The Finnish economy was driven more by a single company (Nokia) than perhaps any other advanced economy in the world. Not too surprisingly, Nokia's dominance of one of the world's most competitive industries — cellphones — didn't last. Competitors sprung up at the low end, while Apple's introduction of the iPhone in June 2007 increasingly absorbed huge dollops of profit out of the high end. Finland's economy recovered only moderately from the 2008 crash, and is in trouble again today
With Nokia's rise during 1990s, Finland rapidly recovered from deep recession and become one of the foremost knowledge economies in the world, said a report published by ETLA in March.
During Nokia's prime years 1998-2007, the company contributed a quarter of the growth of the Finnish economy. It created nearly a fifth of Finland's exports and paid as much as 23% of all Finnish corporation tax revenue.
However, its descent since 2008 has devastated Finland's economy. Nearly one-third of the over 8% drop in the Finnish GDP in 2009 was attributable to Nokia, and now the company's share of contribution in Finland's GDP has fallen to virtually zero, said the report.
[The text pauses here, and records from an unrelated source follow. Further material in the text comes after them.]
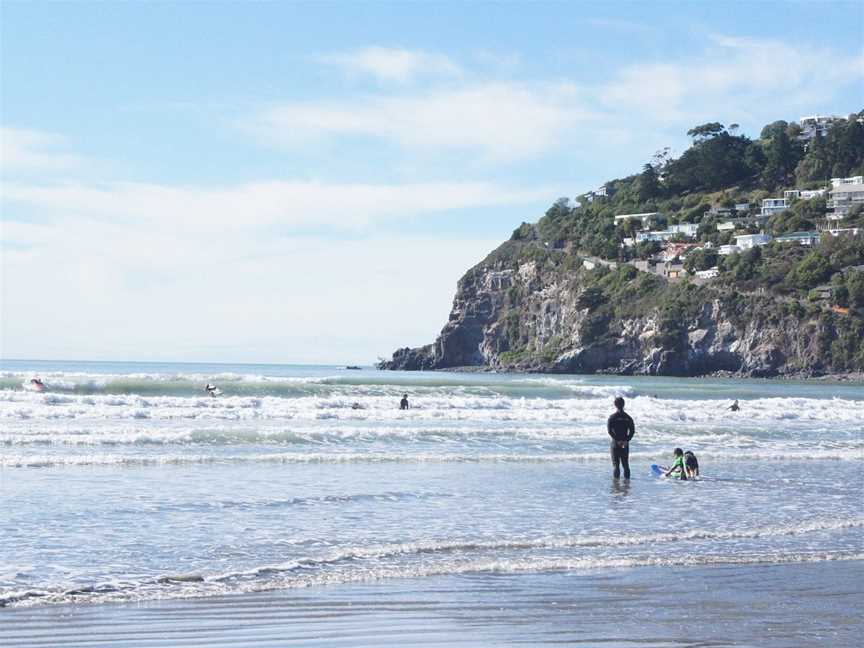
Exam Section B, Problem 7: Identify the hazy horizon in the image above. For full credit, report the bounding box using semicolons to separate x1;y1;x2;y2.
0;2;864;364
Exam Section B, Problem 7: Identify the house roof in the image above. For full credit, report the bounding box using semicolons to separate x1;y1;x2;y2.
831;184;864;193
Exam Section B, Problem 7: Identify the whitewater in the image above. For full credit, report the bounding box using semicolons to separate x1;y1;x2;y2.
0;360;864;624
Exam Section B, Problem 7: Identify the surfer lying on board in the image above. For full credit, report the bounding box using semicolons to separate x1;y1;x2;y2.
664;448;687;479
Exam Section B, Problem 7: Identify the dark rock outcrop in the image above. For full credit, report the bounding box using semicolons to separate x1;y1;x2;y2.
379;241;852;377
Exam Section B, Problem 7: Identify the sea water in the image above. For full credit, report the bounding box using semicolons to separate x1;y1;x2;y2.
0;361;864;607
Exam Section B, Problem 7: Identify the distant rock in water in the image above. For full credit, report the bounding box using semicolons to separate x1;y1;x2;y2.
378;241;855;377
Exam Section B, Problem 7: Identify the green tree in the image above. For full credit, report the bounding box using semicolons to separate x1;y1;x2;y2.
761;128;802;191
639;164;660;202
791;250;832;290
687;122;726;140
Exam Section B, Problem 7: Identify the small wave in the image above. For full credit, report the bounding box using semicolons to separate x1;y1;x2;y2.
0;447;864;468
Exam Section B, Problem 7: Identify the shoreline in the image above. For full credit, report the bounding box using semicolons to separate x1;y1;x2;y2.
432;365;864;384
0;561;864;648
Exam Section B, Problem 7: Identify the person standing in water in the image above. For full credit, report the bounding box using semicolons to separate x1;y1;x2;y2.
606;396;636;479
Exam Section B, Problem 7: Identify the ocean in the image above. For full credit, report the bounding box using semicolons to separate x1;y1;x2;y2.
0;360;864;646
It's kind of like if your national economy were built around Blackberry.
All three countries were hammered hard in 2008 with unemployment hitting 8.7% in Finland by January 2010, versus 13.1% in Ireland and 19.2% in Spain. ( (All figures from a graph offered by Google from Eurostat data. Warning: unemployment can be defined differently in different countries.)
As of May 2013, unemployment in Finland was 8.4% and rising; in Ireland 13.6%; in Spain 26.9%. Each country's situation is unique and complex, but it's worth considering degree of enthusiasm for immigration during the 2000s bubble.
Back then, Spain was celebrated for its rapid influx of immigrants, as, to perhaps a lesser extent, was Ireland. Finland, although it has a gigantic border with a much poorer country, tended to lag the rest of Western Europe in immigration. It's cold, dark in winter, far away, speaks an unusual language, has a militarized border, and enforces work permit laws efficiently.
This may have something to do with how much more stable Finland's unemployment rate has been despite the decline of Nokia.